An 11-inch holly blog with a phoenix feather core
by Rebecca on 2008-10-16
In recent weeks, Iʼve learned the value of a well-directed complaint. I offer up some examples.
A few weeks ago, back when our hummus obsession was in full swing (thanks to Lorraine), we bought some pita chips to eat with our first batch of homemade hummus. We, ahem, ate the entire (small-ish) bag for lunch that day because it was all so, so delicious. But the chips were kind of crushed up, so William thought it would be nice to email the company and let them know about the fragility of their product. And then one day we came home from work and found a giant box waiting for us. It was from the pita company, and this is what it had inside:
I buy Lean Cuisines for us for lunch because (a) Iʼm still sick of sandwiches from all those years of eating them as a kid, and (b) we donʼt always have enough leftovers to feed us both. I figure if Iʼm going to eat convenience food, it should at least be somewhat healthy, right? I had one a few weeks ago, and some of the chicken had gristle in it. And it had two little snips of red pepper in it, hardly the confetti-colored concotion depicted on the front of the package. So, I filled out a form on the Lean Cuisine site letting them know about these shortcomings, and yesterday, I received coupons for two Lean Cuisines and more.
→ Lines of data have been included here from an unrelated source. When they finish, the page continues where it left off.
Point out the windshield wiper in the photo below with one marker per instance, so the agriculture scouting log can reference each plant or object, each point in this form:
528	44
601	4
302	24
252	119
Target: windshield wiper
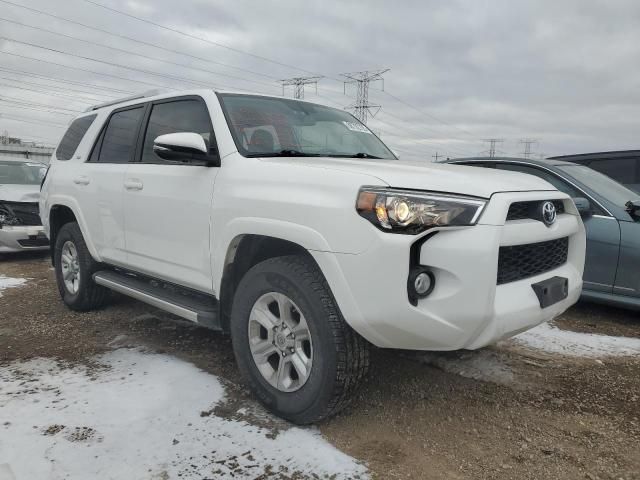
354	155
285	153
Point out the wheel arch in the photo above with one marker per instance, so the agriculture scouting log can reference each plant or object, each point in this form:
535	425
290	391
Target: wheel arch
243	252
61	213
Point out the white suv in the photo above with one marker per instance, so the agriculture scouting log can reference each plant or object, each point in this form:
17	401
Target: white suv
291	226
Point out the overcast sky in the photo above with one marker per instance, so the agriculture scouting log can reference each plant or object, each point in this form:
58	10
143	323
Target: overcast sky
566	73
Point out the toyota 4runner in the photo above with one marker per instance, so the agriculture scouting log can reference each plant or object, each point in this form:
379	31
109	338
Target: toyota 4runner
292	227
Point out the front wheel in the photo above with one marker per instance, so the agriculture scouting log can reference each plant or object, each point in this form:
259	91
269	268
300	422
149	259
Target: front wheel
301	359
74	267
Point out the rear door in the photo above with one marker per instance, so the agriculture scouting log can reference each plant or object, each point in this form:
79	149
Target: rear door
603	231
98	182
168	205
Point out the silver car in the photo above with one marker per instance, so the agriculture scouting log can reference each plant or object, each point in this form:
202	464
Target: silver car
20	226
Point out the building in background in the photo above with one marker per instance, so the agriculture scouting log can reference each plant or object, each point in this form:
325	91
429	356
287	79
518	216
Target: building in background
13	147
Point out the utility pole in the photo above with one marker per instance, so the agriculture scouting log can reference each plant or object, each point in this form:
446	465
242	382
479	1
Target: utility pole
361	107
298	84
492	145
527	146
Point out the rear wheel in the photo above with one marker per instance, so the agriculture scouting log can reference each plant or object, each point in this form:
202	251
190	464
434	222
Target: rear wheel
74	267
301	359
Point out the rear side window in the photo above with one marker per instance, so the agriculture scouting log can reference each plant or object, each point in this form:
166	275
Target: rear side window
120	136
624	170
173	117
73	136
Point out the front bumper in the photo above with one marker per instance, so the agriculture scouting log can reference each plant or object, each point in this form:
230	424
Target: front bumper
467	309
20	238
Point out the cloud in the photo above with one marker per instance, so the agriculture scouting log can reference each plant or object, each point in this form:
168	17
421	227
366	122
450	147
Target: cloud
563	72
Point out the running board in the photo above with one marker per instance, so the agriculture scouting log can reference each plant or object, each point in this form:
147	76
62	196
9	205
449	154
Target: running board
194	306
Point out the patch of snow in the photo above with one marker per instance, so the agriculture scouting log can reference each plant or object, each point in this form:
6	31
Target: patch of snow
482	365
142	415
550	339
8	282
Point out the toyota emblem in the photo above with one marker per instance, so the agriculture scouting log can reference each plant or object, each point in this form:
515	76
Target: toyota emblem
548	213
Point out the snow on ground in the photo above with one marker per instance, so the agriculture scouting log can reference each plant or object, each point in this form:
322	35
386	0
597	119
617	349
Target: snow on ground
8	282
483	365
143	416
550	339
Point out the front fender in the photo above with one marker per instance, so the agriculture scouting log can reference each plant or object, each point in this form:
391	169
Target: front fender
306	237
71	203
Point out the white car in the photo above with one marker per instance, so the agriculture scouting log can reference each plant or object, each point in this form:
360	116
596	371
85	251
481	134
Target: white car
291	226
20	226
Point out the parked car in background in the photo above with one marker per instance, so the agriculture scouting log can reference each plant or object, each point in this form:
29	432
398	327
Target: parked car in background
291	226
623	166
611	215
20	226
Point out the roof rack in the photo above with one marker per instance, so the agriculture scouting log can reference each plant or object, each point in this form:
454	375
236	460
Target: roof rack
148	93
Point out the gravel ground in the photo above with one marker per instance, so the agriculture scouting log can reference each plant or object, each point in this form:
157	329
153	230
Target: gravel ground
503	412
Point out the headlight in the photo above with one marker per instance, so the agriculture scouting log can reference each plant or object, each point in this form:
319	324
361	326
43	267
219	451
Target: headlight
412	212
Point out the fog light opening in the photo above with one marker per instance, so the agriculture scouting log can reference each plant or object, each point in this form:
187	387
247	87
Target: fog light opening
421	282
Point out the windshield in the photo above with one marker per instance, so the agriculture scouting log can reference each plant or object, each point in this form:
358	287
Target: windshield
21	173
265	126
601	184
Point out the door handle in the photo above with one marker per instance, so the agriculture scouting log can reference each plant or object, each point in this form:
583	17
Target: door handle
133	184
81	180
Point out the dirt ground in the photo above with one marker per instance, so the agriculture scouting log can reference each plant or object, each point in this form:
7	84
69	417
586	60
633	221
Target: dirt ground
556	417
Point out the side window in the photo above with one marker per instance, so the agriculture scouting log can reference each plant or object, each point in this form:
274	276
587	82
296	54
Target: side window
73	136
543	174
119	138
173	117
624	170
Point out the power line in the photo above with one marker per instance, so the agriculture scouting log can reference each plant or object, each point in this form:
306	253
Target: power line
70	82
142	42
361	107
121	50
527	146
298	84
118	65
85	70
195	37
21	106
19	119
24	82
492	145
54	94
422	112
36	104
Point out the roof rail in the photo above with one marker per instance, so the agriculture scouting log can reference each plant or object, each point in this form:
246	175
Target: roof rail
148	93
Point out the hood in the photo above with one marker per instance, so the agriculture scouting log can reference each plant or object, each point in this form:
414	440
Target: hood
19	193
474	181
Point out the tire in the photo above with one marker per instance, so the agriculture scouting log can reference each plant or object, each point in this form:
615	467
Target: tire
339	356
87	295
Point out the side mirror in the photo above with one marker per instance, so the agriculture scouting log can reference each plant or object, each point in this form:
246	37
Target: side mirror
633	208
583	206
184	147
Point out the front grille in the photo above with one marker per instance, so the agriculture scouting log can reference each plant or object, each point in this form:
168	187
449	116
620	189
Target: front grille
523	261
531	209
27	213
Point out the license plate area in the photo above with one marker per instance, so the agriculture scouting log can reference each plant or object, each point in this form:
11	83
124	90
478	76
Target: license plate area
551	291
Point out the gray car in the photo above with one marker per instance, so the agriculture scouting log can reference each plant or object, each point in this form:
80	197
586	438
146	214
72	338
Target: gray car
611	215
20	226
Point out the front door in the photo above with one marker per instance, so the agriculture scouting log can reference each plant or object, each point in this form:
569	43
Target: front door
167	205
97	183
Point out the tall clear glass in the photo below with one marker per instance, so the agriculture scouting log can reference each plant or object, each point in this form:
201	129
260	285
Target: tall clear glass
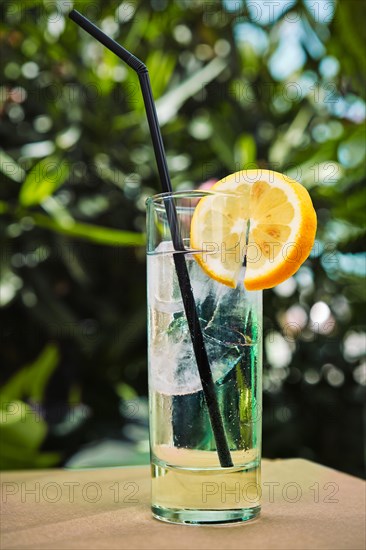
188	483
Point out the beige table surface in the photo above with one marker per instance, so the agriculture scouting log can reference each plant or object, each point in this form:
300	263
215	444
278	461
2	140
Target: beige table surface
304	506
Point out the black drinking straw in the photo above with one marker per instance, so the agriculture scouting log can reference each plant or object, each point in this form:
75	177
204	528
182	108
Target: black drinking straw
179	259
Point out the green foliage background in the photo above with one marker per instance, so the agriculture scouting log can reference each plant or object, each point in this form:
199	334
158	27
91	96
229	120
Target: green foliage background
235	89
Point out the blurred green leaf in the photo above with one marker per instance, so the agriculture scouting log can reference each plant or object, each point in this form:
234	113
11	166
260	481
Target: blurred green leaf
245	150
30	381
44	178
89	232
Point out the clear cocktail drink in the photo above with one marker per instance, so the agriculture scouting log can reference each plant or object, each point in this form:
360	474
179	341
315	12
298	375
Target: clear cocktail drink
188	483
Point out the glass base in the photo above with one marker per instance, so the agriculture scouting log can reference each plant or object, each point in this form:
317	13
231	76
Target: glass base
204	517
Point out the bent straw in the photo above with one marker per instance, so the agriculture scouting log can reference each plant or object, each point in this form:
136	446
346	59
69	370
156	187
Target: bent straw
179	260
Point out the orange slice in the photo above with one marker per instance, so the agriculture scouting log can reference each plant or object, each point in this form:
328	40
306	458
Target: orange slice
259	216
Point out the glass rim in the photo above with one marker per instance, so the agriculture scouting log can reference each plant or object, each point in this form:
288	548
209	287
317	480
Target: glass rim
158	198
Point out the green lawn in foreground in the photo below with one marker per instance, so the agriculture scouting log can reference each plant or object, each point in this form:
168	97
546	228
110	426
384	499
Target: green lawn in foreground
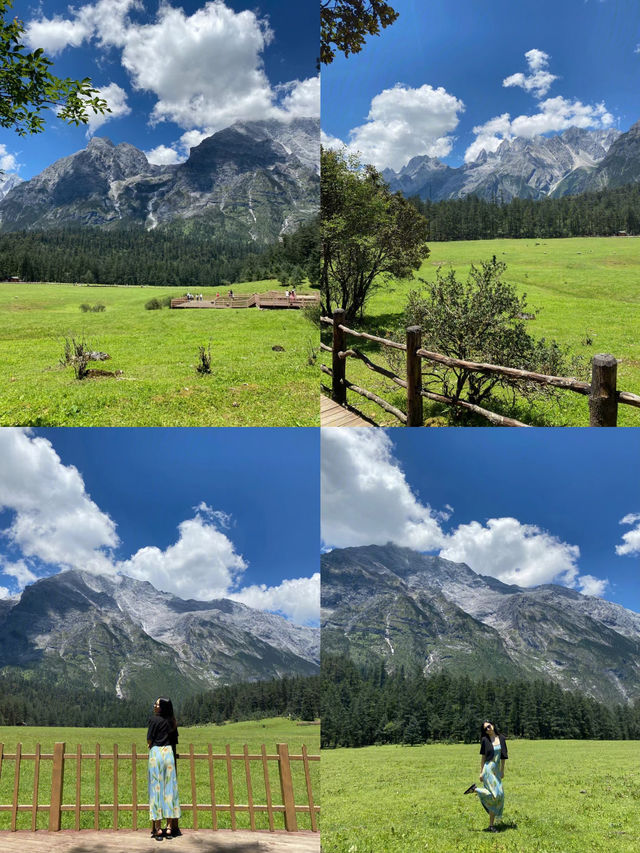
583	286
560	796
250	384
268	731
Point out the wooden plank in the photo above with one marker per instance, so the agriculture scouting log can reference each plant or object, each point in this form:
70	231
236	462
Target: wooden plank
286	786
247	770
267	787
212	788
307	778
194	795
134	785
115	786
57	778
96	812
78	784
36	784
232	807
16	788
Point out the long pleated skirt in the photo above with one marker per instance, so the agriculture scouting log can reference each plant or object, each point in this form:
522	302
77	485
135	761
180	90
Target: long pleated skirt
163	784
491	792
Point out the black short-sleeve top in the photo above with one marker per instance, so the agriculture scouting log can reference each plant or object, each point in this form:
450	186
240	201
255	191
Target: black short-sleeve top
159	731
486	748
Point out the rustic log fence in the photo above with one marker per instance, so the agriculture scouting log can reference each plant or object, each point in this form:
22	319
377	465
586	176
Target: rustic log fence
247	764
602	392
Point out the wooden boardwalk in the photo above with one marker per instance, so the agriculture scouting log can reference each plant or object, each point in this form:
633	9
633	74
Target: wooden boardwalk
331	414
127	841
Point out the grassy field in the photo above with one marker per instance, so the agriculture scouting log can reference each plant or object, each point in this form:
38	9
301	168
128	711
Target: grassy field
585	288
560	797
157	351
268	731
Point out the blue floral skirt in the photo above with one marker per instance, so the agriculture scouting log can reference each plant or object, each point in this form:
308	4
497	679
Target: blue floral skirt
163	784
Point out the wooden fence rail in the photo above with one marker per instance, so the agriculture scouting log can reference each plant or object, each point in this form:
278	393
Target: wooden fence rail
602	392
61	761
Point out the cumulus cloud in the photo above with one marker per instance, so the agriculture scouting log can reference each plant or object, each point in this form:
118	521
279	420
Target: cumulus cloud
202	563
366	499
513	552
8	161
404	123
298	599
539	79
54	519
553	115
589	585
55	525
631	539
116	99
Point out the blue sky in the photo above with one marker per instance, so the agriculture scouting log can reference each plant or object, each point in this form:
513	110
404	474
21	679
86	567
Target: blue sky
526	506
202	513
173	72
451	60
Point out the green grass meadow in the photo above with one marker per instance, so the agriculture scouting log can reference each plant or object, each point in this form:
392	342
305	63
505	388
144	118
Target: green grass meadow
560	797
268	731
157	352
585	288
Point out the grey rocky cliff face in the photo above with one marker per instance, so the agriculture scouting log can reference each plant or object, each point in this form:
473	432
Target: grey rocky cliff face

HEB has Meal Deals, where if you buy, say, 2 packages of hot dogs, you get for free buns, mustard, pickles, soda, and some Twinkies. The idea is that you get a bunch of free complementary foods if youʼre willing to spring for the big one. (I know those of you who donʼt live in central Texas must be terribly jealous of this truly amazing grocery store.) A few weeks ago, we got a package of mini Baby Ruth bars with our Meal Deal. They were free, lest there be any ambiguity here. William noticed that about half of them had been improperly sealed and were open on the ends. So, he contacted Nestle via their website, and lo and behold, two days ago, he received a bundle of coupons for free candy. Itʼs like Halloween, except we get to pick out what we want instead of being at the mercy of the toothbrush, penny, and Dollar Tree candy crowd.
Pei Wei. I love their food. Itʼs almost always good. But the last meal I got there was chicken teriyaki, and there was a bone in the chicken. So, I emailed firstname.lastname@example.org, or some equivalent cyberspace black hole, somewhat skeptical that I would get a response. But I did! They were terribly sorry about my awful, miserable experience, and hoped that they had not lost me as a customer forever (they havenʼt) and wanted to win back my affections by sending me a little something for my anguish. Really, the letter was a masterpiece of groveling. Yesterday, a $10 gift card showed up in my mail box. (Yesterday was a really great mail day. We also got our digital converter box coupons from The Government.)
And this is my absolute favorite. We booked a cruise in January, and we are so so excited to leave in less than a month. (Not the point of this story, but I just had to share my anticipation!) In some of my research, it came to my attention that the current price of our cruise is about half of what we paid for it. What? Did we get ripped off big time? Probably. So, I thought, “I am learning about the value of a well-directed complaint. Letʼs see if it works here.“ So, I emailed our travel company to say, “I want to be compensated for the difference.” And after 2 days of thrilling twists and turns, which I will spare you because this post is already far too long, we received (a) $550 back on our cruise, and (b) an upgraded stateroom with a balcony.